Testo di Francesca Cappelli
Riconosciamo Mario Dondero oltre l’estetica nel significato profondo delle sue fotografie. Le immagini, uniche nella loro naturalezza, ci rendono indietro il suo sguardo, il ‘come’ il fotografo sia, il suo occhio empatico, di antropologo ad honorem. Considerato uno dei più importanti protagonisti del fotogiornalismo internazionale, Mario Dondero lavora da sessanta anni con la stessa curiosa umiltà, con un forte impegno etico e civile, d’altri tempi, nella scelta della fotografia come tramite per presentarsi agli altri, per dialogare con gli uomini e vivere in maniera sorprendente. Il lavoro fotografico di Dondero è preziosa testimonianza, unica immagine di ciò che può resistere al tempo, un documento visivo che appaga il suo, il nostro, bisogno di verità.

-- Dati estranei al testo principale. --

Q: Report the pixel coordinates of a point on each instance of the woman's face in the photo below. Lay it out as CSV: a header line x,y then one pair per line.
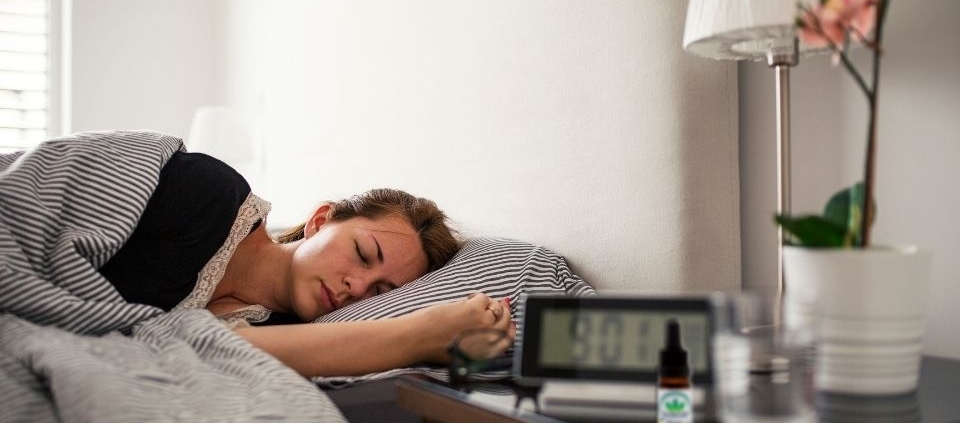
x,y
340,263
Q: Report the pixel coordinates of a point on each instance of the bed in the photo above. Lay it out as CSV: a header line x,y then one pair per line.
x,y
72,350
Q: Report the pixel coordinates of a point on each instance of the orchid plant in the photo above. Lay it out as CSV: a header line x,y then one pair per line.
x,y
849,214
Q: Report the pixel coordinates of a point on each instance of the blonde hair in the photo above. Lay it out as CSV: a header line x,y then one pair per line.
x,y
439,241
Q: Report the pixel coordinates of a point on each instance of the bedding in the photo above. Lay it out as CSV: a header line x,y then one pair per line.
x,y
497,267
72,349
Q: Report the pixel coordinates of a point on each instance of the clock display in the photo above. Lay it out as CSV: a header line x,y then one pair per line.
x,y
617,340
614,338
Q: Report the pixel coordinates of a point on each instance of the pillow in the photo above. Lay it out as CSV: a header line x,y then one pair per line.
x,y
497,267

In 250 scatti, esposti nelle Grandi Aule delle Terme di Diocleziano, a Roma, fino al 22 Marzo 2015, in una cornice grandiosa, ci racconta come la sua vita si è incrociata con la storia. Diviso in quattro sezioni, il percorso di visita della rassegna comincia con una serie di immagini che spiegano “La nascita di una vocazione”, plasmata dall’ammirazione per Robert Capa, dalla frequentazione di altri fotografi e intellettuali nella sua Milano, dal trasferimento, nel ’54, nella cosmopolita Parigi. Segue “La passione per la politica e la storia”, in cui racconta la guerra algero-marocchina, il processo di Panagoulis, le trasformazioni che si producono nell’Italia e Francia degli anni ’60 e ’70. Nella terza sezione, “Verso il mondo”, a essere immortalati sono i venti di guerra a Cuba, in Brasile, in Cambogia, in Africa; gli affascinanti incontri con artisti straordinari, con un’umanità semplice e ritrovata. L’ultima parte della rassegna fotografica, intitolata “La grande svolta”, è un racconto sincero degli anni che ci attraversano, dalla caduta del muro di Berlino fino a oggi.
Dondero continua a raccontare la vita con sincerità e lealtà, come aveva fatto Kapuscinski, come proviamo a fare noi di Erodoto108, convinti che nel giornalismo non deve esserci cinismo, ma “amore per la gente”.